Le grand danger de la surprotection

Le grand danger de la surprotection
Michel et Nicole sont les heureux grands-parents de Simone (2 ans) et d'Henri (4 ans). Ils adorent leur nouveau rôle : gâter, jouer, dialoguer... sans avoir l'ingrate tâche d'encadrer !
Mais voilà que ce rôle leur permet aussi d'observer comment interviennent les parents. Très vite, ils réalisent qu'ils ont un certain recul quant à l'éducation de leurs petits-enfants. Ils trouvent d'ailleurs que Sébastien et Isabelle sont un peu père et mère poule.
Ces derniers s'inquiètent beaucoup des dangers qui guettent leurs enfants. Ils ne les laissent pas aussi libres que les enfants des années 1970 pouvaient l'être.
Michel et Nicole se demandent quel impact aura cette surprotection sur le développement de leurs petits-enfants. Mais ils n'osent pas en parler à Sébastien et Isabelle, car les parents ont peut-être raison, au fond.
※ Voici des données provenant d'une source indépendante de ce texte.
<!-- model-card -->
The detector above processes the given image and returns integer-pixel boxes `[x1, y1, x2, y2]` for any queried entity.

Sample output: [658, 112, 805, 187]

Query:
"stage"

Les temps ont changé : il est fort possible que les dangers qui guettent les enfants se soient multipliés.
L'expression « mère poule » est une façon mignonne de désigner un parent qui a à coeur la protection et la sécurité de son enfant.
Certains perçoivent ce comportement comme une grande qualité, surtout quand il s'agit de protéger l'enfant de dangers réels.
D'autres y voient une attitude malsaine pour l'enfant, surtout lorsque le parent exagère la probabilité de certaines situations potentiellement dangereuses. Le parent protège alors inutilement son enfant. D'une certaine façon, le « parent poule » dit à son enfant que le monde extérieur est dangereux et qu'il est incapable de l'affronter sans lui.
Explorer la vie
Un jeune enfant est un explorateur de la vie : il découvre son environnement et apprend tranquillement à avoir confiance en sa capacité de s'adapter à différentes situations.
Il doit également développer une conception du monde qui l'entoure comme étant sécuritaire. Et pour ce faire, il doit se « cogner » à la vie, en obtenant le soutien, l'encouragement et l'encadrement de ses parents.
Mais quand un parent surprotège son enfant, l'enfant finit par se considérer comme étant incapable d'agir sans lui. Il en vient à considérer le monde comme étant dangereux
Il ne peut donc explorer son environnement et découvrir la vie avec aisance. Toute nouveauté ou situation imprévue deviendra une source de stress intolérable. Et il aura de la difficulté à développer son autonomie et à se « décoller » de ses parents.
Le piège de l'anxiété
De plus, si le parent est surprotecteur parce qu'il est de nature anxieuse, l'enfant peut percevoir l'anxiété du parent, voire la ressentir.
Cette peur qui peut se développer donnera alors à l'enfant l'image d'un enfant fragile ou vulnérable. Cette image augmentera alors l'inquiétude du parent, qui aura encore plus tendance à le surprotéger... Voyez-vous le cercle vicieux qui peut ainsi s'installer?
Prenons l'exemple d'une mère anxieuse de laisser son bébé à la garderie.
L'enfant - même en très bas âge - peut facilement ressentir l'anxiété de sa mère. Il se sentira alors insécurisé et se mettra à pleurer. Ironiquement, les pleurs du bébé confirmeront faussement les peurs de la mère, ce qui la rendra hésitante à le quitter.
Ce que la mère ne sait pas, c'est que dès qu'elle aura quitté la garderie, l'enfant cessera ses pleurs et sera content de pouvoir jouer avec ses amis.
Une question d'équilibre
Ceci étant dit, ne pas protéger son enfant et se montrer négligent n'est pas mieux !
L'enfant risque de vivre des accidents et traumatismes qui le rendront tout aussi anxieux, voire plus anxieux, que si son parent le surprotège.
Donc, dans un monde idéal, un parent doit :
- tenter de faire évoluer son enfant dans un cadre sécuritaire ;
- l'encourager à prendre des risques sains et calculés, en affrontant des défis réalistes pour son âge ;
- élargir les limites du cadre au fur et à mesure qu'il grandit et qu'il développe son autonomie... jusqu'à ses 18 ans !
Encore une fois, l'équilibre et la nuance se révèlent être la clé du rôle de parent.